‘When I bring it on, I hope you can take it,’ Portia tells JLP
Firing back at the Opposition Jamaica Labour Party (JLP) which dared her Friday to call general elections, prime minister and People’s National Party (PNP) president, Portia Simpson Miller yesterday warned the JLP “when I bring it on, I hope you can take it”.
“I noticed that the JLP is calling on me to ‘bring it on’. They better make sure that they are ready, because when I am ready I will turn it on, and then I will bring it on.” Simpson Miller told the Sunday Observer during the lunch break at the PNP’s two-day National Executive Council (NEC) meeting at the Jamaica Conference Centre in downtown Kingston.
JLP general-secretary Karl Samuda on Friday threw down the gauntlet to the PNP leader, stating his party’s readiness and promising to out-organise the PNP on the ground, as he launched a five-day get-ready tour of Jamaica’s coastal belt.
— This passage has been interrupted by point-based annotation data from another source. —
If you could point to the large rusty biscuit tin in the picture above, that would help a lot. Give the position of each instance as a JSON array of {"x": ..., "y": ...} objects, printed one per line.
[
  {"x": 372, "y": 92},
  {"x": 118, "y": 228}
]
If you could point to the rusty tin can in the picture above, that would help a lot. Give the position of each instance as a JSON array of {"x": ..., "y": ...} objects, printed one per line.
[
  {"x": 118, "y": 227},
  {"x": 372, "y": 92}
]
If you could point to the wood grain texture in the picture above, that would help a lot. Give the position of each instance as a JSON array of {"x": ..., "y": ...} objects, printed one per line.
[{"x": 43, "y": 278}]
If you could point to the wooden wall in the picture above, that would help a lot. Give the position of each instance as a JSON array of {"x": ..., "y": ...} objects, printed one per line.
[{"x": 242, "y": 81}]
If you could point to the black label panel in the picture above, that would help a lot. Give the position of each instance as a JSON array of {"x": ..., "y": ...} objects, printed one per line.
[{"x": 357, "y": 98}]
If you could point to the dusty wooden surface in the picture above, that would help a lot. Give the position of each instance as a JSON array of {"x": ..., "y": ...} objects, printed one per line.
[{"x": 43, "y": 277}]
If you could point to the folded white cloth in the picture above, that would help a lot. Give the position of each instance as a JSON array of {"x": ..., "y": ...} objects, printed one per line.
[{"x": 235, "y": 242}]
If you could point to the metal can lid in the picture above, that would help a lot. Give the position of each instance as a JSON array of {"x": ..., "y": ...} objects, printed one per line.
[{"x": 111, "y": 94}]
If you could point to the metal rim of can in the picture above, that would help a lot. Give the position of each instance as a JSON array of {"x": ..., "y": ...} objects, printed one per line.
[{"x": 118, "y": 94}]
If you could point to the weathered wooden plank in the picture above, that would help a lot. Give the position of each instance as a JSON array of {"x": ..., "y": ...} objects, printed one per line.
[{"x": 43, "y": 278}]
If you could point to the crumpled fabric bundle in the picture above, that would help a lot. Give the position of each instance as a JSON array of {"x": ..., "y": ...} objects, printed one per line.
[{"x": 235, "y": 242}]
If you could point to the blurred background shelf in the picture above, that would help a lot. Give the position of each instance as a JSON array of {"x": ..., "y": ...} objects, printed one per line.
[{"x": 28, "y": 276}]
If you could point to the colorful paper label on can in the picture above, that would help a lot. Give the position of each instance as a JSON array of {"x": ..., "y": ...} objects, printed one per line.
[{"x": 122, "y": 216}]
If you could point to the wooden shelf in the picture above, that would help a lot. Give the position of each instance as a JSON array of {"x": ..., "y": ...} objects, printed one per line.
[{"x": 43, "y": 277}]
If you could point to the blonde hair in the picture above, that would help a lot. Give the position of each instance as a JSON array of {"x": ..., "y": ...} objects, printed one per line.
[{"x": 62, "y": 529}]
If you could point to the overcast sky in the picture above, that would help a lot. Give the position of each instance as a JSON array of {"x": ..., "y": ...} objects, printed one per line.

The tour is set to pass through 35 constituencies and more than 150 communities, with five mass meetings.
“Sister P, yuh better watch yourself, because all those things you talk about and all those (political) threats that you issue, be prepared for what is coming forward.” Samuda threatened.
Elections are constitutionally due next year but speculation is rife that Simpson Miller will go to the polls this year to get her own mandate.
“At the appropriate time, we will see,” said Simpson Miller yesterday. “I just want to tell them that, I will never ever allow the JLP to set the agenda for the People’s National Party,” she hit back, cautioning the Opposition to take its own advice and make sure its house was in order.
“We (PNP) do not have any difficulty with the people who want to ‘rev’ up their political machinery. They can do whatever they want to do. What I am not going to allow is the gentleman who is calling on Portia to bring it on to dictate our moves. But, I hope when I bring it on, he will be able to take it,”
Turning to the JLP’s promise to set the Portmore toll at $30 if it won the next general elections, the prime minister said “Talk is cheap”.
“Everybody is free to talk and free to make a world of promises that they will not be able to sustain. This prime minister, when I look back, I want to be able to look back and say, ‘promise kept, promise kept’,” she said.
She warned individuals to be careful of the promises they make, noting that the Jamaican electorate was very sophisticated and was able to discern what was realistic and what was not.
The Jamaican electorate would not buy into any political games from either the JLP or the PNP, she said.
“I hope that people don’t say things and afterwards say they did not know what the situation was. I’m not into saying things for political expediency. Anything I say, I am going to work very hard to make sure that they can be achieved,” she promised.